Obviously, not everybody needs to go this far. This works well for me because I get distracted easily and I have poor impulse control, so typing on a device that locks you into typing for the entire time you're on it really helps keep me in my seat, not to mention that this keyboard is really fun to type on. I'm a simple man. Give me a fun keyboard and I'll rewrite the Bible in a text file just to type.

I'm not the first person to do something like this. George R.R Martin, of Game Of Thrones fame (and infamy if he doesn't finish those book before he croaks), writes his books on a DOS machine because it's safe and can't be hacked (obviously you could steal the disks, but that's more difficult and time consuming than SE'ing online account and network passwords.

This idea isn't limited to just writing either. Here's a short list I thought of in class of vintage and modern devices that could be used to singlify one's focus and activity:

  • Paper books and E-readers (not tablet/e-reader, E-ink readers specifically)
  • Vintage Computers and slow computers (they either can't multi-task or multitask so slowly you'd start to enjoy pulling your fingernails out to pass the time)
  • Paper newspapers (There's a lot going on on each page, but you can only look at one thing at a time and there's stopping points; it doesn't scroll down forever)
  • iPods/physical music mediums (iPod Touches don't count).
  • Physical media like tapes and CD's require a specific device to play, and with Cassettes it's easier to just listen to the whole side of the time than to jump around picking tracks to listen to. Those artists spent a lot of time on the song order! Imagine listening to Abbey Road on shuffle!, anyway, that's a rant for another post) 
  • Roku/DVD/VHS (Really just watching movies, TV shows, or even youtube on something that isn't a computer, assuming you don't pull out your phone while sitting on the couch)
  • Physical calculator (There is nothing more satisfying during a test than furiously punching the buttons on my TI-89. I feel like I'm seconds from declaring my go-nogo to Flight on a Gemini or Apollo mission seconds before launch, except they used slide rules and computer that used tape so it's actually nothing like that past the general adrenaline rush, but again that's a topic for another post)
  • Dumbphone (it makes phone calls, maybe texts if you're lucky. You pull it out of your pocket to check to time or answer a call from a rogue villain who's kidnapped the president and wants to make a deal)
  • Dumbwatch (It... tells time. It doesn't vibrate while you're trying to have a serious conversation with your soon-to-be ex (sooner if your damned watch doesn't stop making noise) or while taking a test from a professor that's had one to many cheaters and is thus on the lookout for any funny business)
  • "Empty" desk (It doesn't actually have to be empty, but it shouldn't have anything that's a blackhole of distraction, disruption, and sucks in time itself as your productivity is spaghettified and follows more quickly than you can say "Curse you, Dr. Hawking!" Basically, computers. You bring your projects to it when you're working on them, and you take them off when you're done. You sit down with one task incomplete and stand up with one done.) 

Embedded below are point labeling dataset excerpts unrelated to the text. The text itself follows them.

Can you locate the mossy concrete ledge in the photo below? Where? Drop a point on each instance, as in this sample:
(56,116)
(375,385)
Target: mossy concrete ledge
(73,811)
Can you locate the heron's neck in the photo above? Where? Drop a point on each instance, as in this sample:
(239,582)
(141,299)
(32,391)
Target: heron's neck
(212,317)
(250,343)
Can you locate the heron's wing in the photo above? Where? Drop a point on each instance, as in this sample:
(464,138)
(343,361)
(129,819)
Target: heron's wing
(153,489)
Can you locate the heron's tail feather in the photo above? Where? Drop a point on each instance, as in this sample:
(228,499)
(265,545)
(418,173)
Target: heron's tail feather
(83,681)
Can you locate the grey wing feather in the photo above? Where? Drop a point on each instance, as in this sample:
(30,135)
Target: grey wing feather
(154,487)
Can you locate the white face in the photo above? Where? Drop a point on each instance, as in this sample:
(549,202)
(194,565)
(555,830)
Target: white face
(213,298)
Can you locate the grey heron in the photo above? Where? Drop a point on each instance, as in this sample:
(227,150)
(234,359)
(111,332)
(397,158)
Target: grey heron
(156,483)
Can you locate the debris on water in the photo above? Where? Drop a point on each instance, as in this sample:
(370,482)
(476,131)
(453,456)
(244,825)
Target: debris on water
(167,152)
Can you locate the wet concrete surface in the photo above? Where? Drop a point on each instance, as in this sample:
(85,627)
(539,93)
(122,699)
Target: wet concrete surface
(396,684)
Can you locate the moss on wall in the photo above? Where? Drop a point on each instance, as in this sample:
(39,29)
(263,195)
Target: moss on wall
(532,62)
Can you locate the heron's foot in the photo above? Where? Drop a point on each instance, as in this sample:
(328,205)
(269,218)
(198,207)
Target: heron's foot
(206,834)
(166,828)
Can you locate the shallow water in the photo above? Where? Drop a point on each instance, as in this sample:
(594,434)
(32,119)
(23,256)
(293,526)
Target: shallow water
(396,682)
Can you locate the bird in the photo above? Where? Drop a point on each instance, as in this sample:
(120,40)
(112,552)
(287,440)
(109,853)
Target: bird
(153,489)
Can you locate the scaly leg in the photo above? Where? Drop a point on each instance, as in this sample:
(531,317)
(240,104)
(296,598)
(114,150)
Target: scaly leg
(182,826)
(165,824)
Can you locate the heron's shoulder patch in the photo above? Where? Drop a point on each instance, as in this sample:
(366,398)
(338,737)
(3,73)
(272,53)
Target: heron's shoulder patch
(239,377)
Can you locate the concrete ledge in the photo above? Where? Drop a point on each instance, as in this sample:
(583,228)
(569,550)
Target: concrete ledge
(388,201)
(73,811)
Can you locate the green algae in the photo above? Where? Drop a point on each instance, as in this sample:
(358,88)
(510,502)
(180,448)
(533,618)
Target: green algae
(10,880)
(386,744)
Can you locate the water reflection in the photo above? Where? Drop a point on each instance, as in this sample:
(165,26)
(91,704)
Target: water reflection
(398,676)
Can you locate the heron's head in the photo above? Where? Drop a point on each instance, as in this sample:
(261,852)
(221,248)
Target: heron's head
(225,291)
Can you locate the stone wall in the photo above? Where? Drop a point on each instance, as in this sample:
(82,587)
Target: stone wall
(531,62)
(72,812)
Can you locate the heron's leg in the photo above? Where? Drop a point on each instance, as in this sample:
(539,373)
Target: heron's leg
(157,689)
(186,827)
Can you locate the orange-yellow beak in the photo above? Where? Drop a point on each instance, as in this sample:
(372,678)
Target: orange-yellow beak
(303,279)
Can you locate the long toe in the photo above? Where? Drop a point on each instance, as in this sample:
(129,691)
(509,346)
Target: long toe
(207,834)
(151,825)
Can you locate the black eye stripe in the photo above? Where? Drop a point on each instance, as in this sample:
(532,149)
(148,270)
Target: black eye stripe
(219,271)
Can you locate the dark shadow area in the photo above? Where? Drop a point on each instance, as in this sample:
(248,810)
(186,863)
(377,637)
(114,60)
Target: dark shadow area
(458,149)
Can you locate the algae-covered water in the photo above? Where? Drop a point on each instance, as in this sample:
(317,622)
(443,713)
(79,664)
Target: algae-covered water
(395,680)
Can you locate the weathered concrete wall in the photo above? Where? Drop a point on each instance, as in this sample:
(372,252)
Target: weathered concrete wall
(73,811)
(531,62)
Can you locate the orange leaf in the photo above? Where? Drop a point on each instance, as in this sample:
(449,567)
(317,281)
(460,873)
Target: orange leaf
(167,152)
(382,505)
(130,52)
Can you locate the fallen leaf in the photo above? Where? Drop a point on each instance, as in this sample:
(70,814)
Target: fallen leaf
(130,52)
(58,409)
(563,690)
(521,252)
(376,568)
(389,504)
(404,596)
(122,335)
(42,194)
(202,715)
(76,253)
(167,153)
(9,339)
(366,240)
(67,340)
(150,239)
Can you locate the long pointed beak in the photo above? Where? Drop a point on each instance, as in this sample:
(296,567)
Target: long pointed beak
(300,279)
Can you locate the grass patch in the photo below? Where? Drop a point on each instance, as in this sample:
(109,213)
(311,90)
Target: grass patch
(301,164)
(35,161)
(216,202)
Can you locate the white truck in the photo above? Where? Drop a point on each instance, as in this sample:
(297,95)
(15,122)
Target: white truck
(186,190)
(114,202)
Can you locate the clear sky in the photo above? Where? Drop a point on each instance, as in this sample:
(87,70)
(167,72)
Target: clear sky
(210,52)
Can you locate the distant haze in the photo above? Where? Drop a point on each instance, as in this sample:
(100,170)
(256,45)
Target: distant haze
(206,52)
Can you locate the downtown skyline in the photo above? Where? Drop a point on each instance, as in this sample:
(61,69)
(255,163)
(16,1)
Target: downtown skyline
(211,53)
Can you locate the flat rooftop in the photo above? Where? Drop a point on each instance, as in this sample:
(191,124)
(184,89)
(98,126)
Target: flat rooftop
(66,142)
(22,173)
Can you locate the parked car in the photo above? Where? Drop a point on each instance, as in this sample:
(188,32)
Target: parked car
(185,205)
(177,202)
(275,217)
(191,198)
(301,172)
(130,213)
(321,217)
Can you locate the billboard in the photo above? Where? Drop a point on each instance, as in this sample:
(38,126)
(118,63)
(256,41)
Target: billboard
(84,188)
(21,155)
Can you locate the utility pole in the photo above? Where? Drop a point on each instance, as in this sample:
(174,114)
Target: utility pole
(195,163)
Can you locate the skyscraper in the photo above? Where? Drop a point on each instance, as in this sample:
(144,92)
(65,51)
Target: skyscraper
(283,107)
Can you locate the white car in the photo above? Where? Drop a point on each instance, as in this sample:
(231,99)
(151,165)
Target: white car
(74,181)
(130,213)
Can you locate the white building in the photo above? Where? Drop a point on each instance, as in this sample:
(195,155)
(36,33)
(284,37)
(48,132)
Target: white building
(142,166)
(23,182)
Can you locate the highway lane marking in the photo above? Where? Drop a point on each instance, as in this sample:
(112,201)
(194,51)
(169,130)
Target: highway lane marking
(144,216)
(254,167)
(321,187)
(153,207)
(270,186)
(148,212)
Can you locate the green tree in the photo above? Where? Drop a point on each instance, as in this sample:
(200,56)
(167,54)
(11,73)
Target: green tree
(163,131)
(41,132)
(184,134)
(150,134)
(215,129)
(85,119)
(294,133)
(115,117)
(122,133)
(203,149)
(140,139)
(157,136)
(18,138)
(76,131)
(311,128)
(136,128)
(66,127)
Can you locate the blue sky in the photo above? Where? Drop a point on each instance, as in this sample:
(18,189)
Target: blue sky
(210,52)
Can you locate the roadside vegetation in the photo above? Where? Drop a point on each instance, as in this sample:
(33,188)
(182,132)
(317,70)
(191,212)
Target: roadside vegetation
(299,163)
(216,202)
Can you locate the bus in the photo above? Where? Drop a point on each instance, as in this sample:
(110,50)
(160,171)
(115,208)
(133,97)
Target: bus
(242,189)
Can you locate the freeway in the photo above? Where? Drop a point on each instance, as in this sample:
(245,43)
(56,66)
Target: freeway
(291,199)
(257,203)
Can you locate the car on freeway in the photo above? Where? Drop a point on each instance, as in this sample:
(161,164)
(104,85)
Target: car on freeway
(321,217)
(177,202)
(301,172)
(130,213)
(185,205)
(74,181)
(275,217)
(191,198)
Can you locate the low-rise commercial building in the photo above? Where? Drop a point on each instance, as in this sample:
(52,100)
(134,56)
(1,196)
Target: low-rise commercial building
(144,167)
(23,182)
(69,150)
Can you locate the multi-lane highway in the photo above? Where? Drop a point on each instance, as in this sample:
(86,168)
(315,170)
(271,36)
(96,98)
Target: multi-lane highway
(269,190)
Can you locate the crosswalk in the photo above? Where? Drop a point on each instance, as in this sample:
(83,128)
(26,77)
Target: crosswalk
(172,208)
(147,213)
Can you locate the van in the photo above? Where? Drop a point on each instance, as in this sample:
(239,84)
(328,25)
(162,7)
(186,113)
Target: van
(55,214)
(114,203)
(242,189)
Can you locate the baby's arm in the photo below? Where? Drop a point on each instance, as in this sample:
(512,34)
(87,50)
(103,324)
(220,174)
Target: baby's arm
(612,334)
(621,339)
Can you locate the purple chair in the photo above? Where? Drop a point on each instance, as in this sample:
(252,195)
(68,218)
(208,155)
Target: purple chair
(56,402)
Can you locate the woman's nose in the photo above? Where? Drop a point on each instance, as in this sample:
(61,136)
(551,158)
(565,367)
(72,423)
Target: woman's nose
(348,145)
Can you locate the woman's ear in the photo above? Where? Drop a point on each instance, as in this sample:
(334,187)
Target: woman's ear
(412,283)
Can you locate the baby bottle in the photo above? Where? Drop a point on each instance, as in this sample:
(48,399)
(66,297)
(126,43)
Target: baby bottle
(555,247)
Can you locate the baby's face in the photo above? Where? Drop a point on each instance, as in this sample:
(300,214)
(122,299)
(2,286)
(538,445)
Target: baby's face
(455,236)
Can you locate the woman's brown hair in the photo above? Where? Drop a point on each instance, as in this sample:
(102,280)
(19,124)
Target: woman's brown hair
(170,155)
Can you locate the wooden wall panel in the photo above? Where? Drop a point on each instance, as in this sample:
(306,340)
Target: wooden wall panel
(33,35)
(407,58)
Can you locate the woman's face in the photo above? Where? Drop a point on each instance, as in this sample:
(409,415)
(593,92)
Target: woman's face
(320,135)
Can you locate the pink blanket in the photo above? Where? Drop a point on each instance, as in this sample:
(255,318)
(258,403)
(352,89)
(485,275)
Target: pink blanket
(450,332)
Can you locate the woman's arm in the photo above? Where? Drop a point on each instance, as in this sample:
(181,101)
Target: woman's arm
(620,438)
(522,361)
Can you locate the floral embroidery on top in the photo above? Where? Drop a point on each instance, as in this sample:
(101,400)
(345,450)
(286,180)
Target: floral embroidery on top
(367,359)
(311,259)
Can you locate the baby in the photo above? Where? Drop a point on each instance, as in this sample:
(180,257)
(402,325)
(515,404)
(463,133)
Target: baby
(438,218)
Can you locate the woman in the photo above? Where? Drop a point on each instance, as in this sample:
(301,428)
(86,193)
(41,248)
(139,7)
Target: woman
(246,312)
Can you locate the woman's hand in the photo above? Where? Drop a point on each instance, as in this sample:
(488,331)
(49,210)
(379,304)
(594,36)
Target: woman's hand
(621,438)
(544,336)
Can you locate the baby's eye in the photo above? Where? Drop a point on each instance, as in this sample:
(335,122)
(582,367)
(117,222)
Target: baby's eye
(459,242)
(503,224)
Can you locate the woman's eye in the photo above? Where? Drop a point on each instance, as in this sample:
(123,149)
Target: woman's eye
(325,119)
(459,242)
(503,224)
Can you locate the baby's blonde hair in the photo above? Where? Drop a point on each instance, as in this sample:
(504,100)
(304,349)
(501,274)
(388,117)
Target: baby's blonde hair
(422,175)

To conclude, I want to add that this isn't a suggestion to buy more. I'm trying to cut down on things that I don't need and can't afford. Rather, it's a suggestion to buy distinctly. In terms of justifying buying something that only has one purpose (say, a Kindle for reading, or a 1984 Apple IIc for writing), I ask myself if the gross time that I would spend on Device A (The Kindle for instance) will result in a higher net time doing what I'm using it for than the gross time that I would spend on device B (say, an Iphone) would net me, then perhaps the new device would be worth it. So if I spent 50 hours "reading" on the kindle, and 50 hours "reading" on the phone, and I spent 45 hours of the kindle time reading compared to 37 hours on the phone (those snaps won't chat themselves, you know), and I really want to read, then spending the $80 on a kindle would be worth it because in the long run I'm saving time, and time is money.

Anyway, this 80's green-on-black script always makes my eyes tired after a while, so as much as I love typing, I'm going to end it there. Thanks for reading.